一方、営業利益は1,300百万円(前期比+2.7%)、親会社株主帰属当期純利益は960百万円(前期比+8.0%)と5期連続で改善した。特別利益(固定資産売却益89百万円)の増加も純利益を押し上げた。
営業キャッシュ・フローは2,725百万円と前期比35%増加し、キャッシュ創出力が向上している。次期(2027年3月期)は売上高33,500百万円(+2.5%)、営業利益1,400百万円(+7.7%)、純利益900百万円(△6.3%)を予想しており、純利益は特別利益の剥落等により減益を見込む。
成長戦略
M&A・営業権譲受による顧客基盤拡大と医療・産業ガス事業の近畿圏シェア拡大を両輪とした多角的成長
LPガス消費者軒数増加のため、営業権の譲受や新規LPガス顧客の開拓を積極的に実施。2026年3月期においてもリビング事業のセグメント利益は775百万円と前期比5.2%増を確保しており、顧客基盤拡大の効果が利益改善に寄与している。
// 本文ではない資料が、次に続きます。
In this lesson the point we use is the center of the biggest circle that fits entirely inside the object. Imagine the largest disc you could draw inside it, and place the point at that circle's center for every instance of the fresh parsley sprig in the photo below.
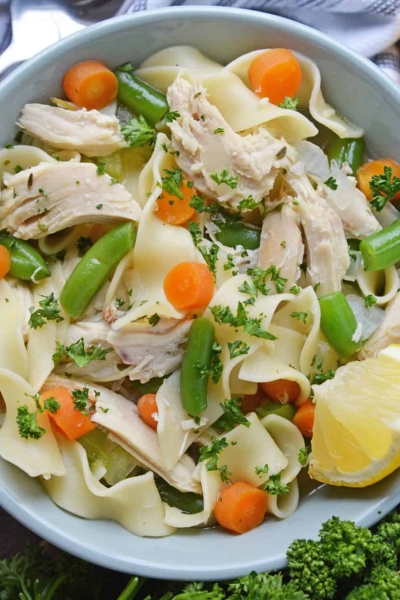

在宅医療機器レンタル・医療産業ガス販売においてM&A等による事業規模拡大を図り、リビング事業に続く収益の柱として利益の安定を目指す。2026年3月期に売上高8,963百万円(前期比+10.1%)を達成し、設備投資も1,832百万円と積極的に実施。次期もM&A継続を方針として明示。
ミネラルウォーター宅配事業においてM&A等による事業規模拡大を図る方針。2026年3月期はエフィールウォーター・スーパーバナジウム富士の販売本数増加により売上高1,253百万円(前期比+2.0%)を達成したが、販管費増加によりセグメント利益は51百万円(前期比△17.3%)と減益となった。
在宅医療機器(酸素濃縮器・CPAP装置)への積極的設備投資と保安設備充実のための投資を継続。2026年3月期の有形固定資産取得支出は2,391百万円と前期(1,354百万円)から大幅に増加。建物及び構築物純額が前期比738百万円増、工具器具備品純額が同509百万円増となった。